Is anyone paying attention to a growing corps of evangelical female Christian bloggers out there?
Earlier this week, Religion News Service profiled four such bloggers with a headline saying they had spawned a “crisis of authority.” While I don’t believe they’ve begun any such thing, these women -- and the underlying frustrations causing them to write what they do -- deserve a closer look.
The piece begins with a vignette about blogger Sarah Bessey (pictured in this piece), who’s been plying her wares on the Internet for some 12 years.
In many places, blogging seems to have become all about personal branding. At the same time, Bessey’s blog has brought her speaking engagements and inspired two books -- “Jesus Feminist: An Invitation to Revisit the Bible’s View of Women” and “Out of Sorts: Making Peace with an Evolving Faith” -- with a third in the works. Bessey now has nearly 43,000 followers on Twitter and about 38,000 on Facebook.
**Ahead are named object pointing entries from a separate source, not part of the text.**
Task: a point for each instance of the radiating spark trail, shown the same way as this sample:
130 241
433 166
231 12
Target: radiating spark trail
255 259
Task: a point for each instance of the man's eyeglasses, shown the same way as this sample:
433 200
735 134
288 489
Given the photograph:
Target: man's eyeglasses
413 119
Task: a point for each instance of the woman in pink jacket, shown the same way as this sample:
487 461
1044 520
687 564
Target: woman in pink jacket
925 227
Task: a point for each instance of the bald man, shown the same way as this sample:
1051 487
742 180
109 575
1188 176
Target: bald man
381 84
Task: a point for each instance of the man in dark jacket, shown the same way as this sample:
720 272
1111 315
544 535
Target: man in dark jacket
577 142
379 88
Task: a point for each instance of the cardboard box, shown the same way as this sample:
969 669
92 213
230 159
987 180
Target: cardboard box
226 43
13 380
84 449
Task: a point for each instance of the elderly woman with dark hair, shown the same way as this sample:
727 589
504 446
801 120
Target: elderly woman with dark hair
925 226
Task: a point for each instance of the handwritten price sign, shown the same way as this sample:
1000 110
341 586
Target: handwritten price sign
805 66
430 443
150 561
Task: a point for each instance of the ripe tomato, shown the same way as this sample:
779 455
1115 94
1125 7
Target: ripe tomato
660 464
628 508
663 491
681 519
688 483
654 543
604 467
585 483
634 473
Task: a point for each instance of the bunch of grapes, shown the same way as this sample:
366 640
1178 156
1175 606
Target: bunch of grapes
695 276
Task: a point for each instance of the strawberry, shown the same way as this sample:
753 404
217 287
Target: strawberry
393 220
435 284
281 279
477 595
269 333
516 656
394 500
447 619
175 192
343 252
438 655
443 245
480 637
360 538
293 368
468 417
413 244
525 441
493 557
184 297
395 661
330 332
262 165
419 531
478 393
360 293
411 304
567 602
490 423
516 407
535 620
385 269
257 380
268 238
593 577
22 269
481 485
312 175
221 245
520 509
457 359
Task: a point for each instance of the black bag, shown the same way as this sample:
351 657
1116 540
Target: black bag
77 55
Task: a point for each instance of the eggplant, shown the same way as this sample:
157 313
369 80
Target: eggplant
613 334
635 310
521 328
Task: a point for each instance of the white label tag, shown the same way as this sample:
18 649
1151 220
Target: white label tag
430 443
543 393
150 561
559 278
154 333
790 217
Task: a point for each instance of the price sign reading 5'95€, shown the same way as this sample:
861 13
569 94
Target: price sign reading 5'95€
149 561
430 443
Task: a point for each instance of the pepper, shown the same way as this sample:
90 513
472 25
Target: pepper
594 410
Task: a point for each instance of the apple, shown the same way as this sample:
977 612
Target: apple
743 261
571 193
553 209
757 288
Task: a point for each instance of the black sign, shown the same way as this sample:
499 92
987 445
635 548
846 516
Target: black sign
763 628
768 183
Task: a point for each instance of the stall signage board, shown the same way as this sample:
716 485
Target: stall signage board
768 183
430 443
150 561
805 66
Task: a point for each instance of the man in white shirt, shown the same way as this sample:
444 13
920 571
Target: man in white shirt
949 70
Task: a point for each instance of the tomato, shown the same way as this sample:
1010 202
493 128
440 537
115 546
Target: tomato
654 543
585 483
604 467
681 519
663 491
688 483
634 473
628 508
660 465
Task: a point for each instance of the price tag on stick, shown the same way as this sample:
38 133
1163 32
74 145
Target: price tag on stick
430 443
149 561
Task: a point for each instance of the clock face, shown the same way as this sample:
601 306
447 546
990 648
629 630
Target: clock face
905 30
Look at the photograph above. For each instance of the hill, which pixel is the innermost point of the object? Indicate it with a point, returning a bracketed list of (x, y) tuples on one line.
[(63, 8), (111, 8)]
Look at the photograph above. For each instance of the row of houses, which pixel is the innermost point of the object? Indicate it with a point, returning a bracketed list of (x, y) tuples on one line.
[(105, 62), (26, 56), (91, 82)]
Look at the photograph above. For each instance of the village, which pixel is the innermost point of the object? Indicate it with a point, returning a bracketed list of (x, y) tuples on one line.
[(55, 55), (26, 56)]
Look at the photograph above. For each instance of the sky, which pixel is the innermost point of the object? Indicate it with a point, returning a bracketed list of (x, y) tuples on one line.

“The internet gave women like me -- women who are outside of the usual power and leadership narratives and structures -- a voice and a community,” Bessey told RNS by email. “We began to write and we began to find each other, we began to learn and be challenged, we began to realize we weren’t as alone as we thought we were. Blogging gave us a way past the gatekeepers of evangelicalism.”
For many Christian women, including racial minorities, and others whose voices traditionally have not been heard by or represented in institutional churches, the internet has created new platforms to teach, preach and connect.
That includes countless personal blogs and social media accounts like Bessey’s. It also includes online ministries that have grown to include offline events like Propel Women, (in)courage, The Influence Network and IF:Gathering, and Bible study communities like She Reads Truth, which started as a hashtag by several online strangers to share what they were reading in the Bible and has grown to a website, app, book and specialty Bible that counted 500,000 active users last fall.